Turkish dynasty created by Osman (Othman) the First. From the fourteenth to the sixteenth century, the Ottomans created a vast empire in western Asia, eastern Europe, and north Africa. In 1453 their troops took Constantinople, ending the reign of the Byzantine Christian empire. They controlled Palestine for four hundred years beginning in 1516.

Under Ottoman rule Palestine was divided into three mutasarrifiyahs: Nablus and Acre, linked with Beirut, and Jerusalem, which dealt directly with the Ottoman government in Istanbul.

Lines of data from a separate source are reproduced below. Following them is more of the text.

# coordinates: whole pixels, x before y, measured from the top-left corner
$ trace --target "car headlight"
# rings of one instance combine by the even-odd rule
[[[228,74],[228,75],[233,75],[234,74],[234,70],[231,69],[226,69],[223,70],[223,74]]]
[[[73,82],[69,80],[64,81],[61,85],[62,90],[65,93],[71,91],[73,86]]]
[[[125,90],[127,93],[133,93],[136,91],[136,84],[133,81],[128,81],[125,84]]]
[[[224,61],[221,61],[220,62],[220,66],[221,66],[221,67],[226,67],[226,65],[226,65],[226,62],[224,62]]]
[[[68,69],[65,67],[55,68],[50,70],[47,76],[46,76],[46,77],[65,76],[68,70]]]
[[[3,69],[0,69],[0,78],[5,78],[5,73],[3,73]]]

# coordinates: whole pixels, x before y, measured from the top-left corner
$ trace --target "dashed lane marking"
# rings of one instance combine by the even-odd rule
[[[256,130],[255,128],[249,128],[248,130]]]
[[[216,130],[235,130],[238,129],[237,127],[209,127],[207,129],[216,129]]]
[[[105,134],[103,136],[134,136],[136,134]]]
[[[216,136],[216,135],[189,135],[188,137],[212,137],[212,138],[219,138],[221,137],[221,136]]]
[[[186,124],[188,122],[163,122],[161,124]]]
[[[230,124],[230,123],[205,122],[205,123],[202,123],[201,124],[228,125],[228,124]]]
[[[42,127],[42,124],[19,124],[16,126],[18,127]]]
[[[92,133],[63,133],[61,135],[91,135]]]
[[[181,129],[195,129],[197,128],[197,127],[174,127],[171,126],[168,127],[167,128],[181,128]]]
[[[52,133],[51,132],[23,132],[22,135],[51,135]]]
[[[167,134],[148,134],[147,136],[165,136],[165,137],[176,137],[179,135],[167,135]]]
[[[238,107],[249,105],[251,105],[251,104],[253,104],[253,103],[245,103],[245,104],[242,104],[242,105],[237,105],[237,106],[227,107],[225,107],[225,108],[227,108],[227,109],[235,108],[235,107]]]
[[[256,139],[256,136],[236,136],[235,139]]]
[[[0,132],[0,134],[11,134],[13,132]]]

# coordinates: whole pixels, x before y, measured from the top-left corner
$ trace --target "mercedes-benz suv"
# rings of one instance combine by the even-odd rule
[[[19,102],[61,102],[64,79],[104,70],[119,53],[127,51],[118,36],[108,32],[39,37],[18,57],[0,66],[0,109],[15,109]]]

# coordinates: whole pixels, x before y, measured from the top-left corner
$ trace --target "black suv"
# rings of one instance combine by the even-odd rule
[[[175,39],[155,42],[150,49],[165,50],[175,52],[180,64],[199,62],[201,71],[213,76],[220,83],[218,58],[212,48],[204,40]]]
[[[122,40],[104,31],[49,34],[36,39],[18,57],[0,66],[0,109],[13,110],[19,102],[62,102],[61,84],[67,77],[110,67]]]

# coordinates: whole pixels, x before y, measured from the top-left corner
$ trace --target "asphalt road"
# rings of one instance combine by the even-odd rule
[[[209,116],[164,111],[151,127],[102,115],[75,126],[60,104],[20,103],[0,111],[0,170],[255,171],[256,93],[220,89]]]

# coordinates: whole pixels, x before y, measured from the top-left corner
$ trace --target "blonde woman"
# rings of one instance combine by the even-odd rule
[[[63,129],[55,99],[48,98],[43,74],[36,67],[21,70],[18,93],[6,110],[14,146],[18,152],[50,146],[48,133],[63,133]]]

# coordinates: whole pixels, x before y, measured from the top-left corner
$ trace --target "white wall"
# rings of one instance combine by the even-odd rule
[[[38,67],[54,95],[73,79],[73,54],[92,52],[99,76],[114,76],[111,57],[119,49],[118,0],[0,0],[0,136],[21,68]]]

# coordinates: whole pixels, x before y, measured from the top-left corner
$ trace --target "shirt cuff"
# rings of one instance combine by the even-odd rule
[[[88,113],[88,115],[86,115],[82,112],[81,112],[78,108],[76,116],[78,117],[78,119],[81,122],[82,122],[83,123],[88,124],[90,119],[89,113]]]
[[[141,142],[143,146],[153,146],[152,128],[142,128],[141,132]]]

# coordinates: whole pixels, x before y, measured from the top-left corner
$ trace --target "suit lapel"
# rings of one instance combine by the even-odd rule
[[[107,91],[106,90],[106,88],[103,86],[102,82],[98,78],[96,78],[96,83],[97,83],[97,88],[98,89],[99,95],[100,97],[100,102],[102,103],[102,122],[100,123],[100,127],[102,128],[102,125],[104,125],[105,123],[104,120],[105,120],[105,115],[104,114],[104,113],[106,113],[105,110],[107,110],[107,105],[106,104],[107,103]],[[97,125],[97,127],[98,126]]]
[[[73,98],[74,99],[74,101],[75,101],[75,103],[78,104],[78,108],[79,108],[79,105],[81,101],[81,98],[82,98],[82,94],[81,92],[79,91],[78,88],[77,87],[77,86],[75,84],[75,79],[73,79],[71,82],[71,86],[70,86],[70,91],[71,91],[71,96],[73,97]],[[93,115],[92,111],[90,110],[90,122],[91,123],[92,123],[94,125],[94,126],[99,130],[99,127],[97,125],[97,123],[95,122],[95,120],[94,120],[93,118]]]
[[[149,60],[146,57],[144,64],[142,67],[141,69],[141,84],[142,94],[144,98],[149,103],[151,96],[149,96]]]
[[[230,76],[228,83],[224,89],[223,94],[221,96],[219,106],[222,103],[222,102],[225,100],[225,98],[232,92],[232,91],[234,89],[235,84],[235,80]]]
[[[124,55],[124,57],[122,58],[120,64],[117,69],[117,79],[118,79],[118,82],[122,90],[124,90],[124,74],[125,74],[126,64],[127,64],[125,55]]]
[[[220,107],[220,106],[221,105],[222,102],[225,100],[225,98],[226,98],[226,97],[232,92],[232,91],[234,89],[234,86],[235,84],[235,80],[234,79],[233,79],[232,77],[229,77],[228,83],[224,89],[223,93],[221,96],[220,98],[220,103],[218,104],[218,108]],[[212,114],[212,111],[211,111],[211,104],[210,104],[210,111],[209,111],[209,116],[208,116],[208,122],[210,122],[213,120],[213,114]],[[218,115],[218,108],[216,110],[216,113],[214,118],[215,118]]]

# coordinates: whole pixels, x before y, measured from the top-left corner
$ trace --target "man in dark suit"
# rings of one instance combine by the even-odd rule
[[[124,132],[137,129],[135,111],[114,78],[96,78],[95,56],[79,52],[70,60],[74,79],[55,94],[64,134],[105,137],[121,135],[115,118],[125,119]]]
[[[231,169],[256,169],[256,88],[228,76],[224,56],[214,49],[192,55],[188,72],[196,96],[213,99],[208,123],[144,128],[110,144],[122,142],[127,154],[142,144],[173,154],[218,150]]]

Within the Ottoman Empire non-Muslim religious communities were organized into units called millets, each of which collected its own taxes, established its own educational institutions, and administered its own laws relating to personal affairs; thus Jews and Christian sects had full religious freedom during this period. In 1831 the Egyptian viceroy Muhammad Ali Pasha and his son Ibrahim invaded Palestine, establishing a harsh regime while opening the area to Christian and other Western influences. In 1840, however, the British, Austrians, and Russians forced the Egyptians out and Palestine was restored to the Ottoman Empire, which adopted widespread reforms and encouraged foreign colonies. Among these were a few Zionist agricultural settlements, the earliest of which was established by Russian Jews in 1882.

Ottoman control over Palestine ended in 1917–1918, with the arrival of British troops during World War I, and officially ceased in 1922, when the Ottoman Empire, which had been allied with Germany, was formally dismantled. At that time the modern nation of Turkey was created and Palestine came under British Mandate.